Cultural change in the NHS has been a major focus of the Francis report recommendations. But culture in the work place is not ubiquitous and is complex and context dependent. There is not a one-size-fits-all method of changing culture. We have to start by changing culture locally first it seems.

I believe that students can, and should be at the heart of changing the culture in practice. They are still learning but they can offer insights into practice that they have accumulated from recent experiences on other placements and from their learning in university. Students are just full of ideas and insight. So much so that they are nearly fit to burst sometimes!

Instead of just teaching them and signing off their competencies, perhaps we should be actively asking for their thoughts on patient care and actively involving them in the future direction for providing that care. When this happens the students benefit from being taken seriously, the ward/practice area benefits from developing a more fluid and dynamic attitude to nursing, and ultimately the patients benefit from a workforce that is constantly trying to change and improve in response to patients needs. 

We should allow students and nurses to rock the boat and give them a platform for challenging practice.
If their perspectives are wide of the mark then that is a good opportunity for their learning, if there is some validity in what they are saying, work with them to find ways of changing practice. But the first thing to do is to listen.

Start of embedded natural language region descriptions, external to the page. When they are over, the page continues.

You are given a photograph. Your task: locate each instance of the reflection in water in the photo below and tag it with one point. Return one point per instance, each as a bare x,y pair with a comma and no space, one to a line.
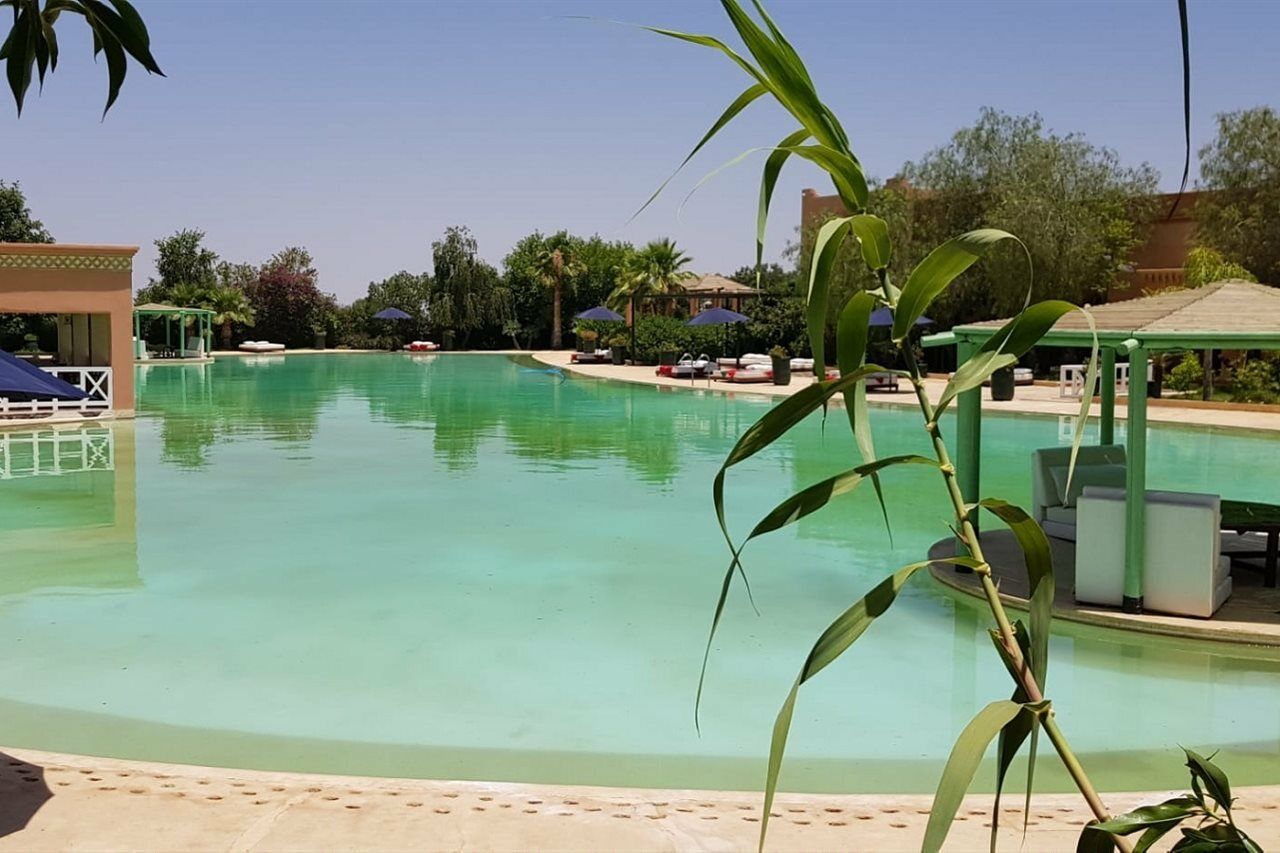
449,568
68,491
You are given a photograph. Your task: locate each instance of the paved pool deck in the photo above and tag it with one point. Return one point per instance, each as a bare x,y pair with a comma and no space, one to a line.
1036,400
56,802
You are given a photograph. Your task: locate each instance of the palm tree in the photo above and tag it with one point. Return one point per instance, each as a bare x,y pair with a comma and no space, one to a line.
654,270
557,265
229,306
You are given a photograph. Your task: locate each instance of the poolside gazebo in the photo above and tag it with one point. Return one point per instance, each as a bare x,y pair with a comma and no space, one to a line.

Professor Maben's work highlighted that the fate of nurses' ideals and values as being either sustained, compromised or crushed. The figures of which appear to correlate with Austin Thomas' 10% bad, 10% good and 80% indifferent. She concluded by suggesting that our efforts should be focused on the 80% indifferent rather than the 10% bad. If we can change the culture to encourage and motivate the 80% then suddenly these figures look more like a 90%/10% split, which is a very good start indeed!




(My own opinions expressed here, not necessarily anyone elses!)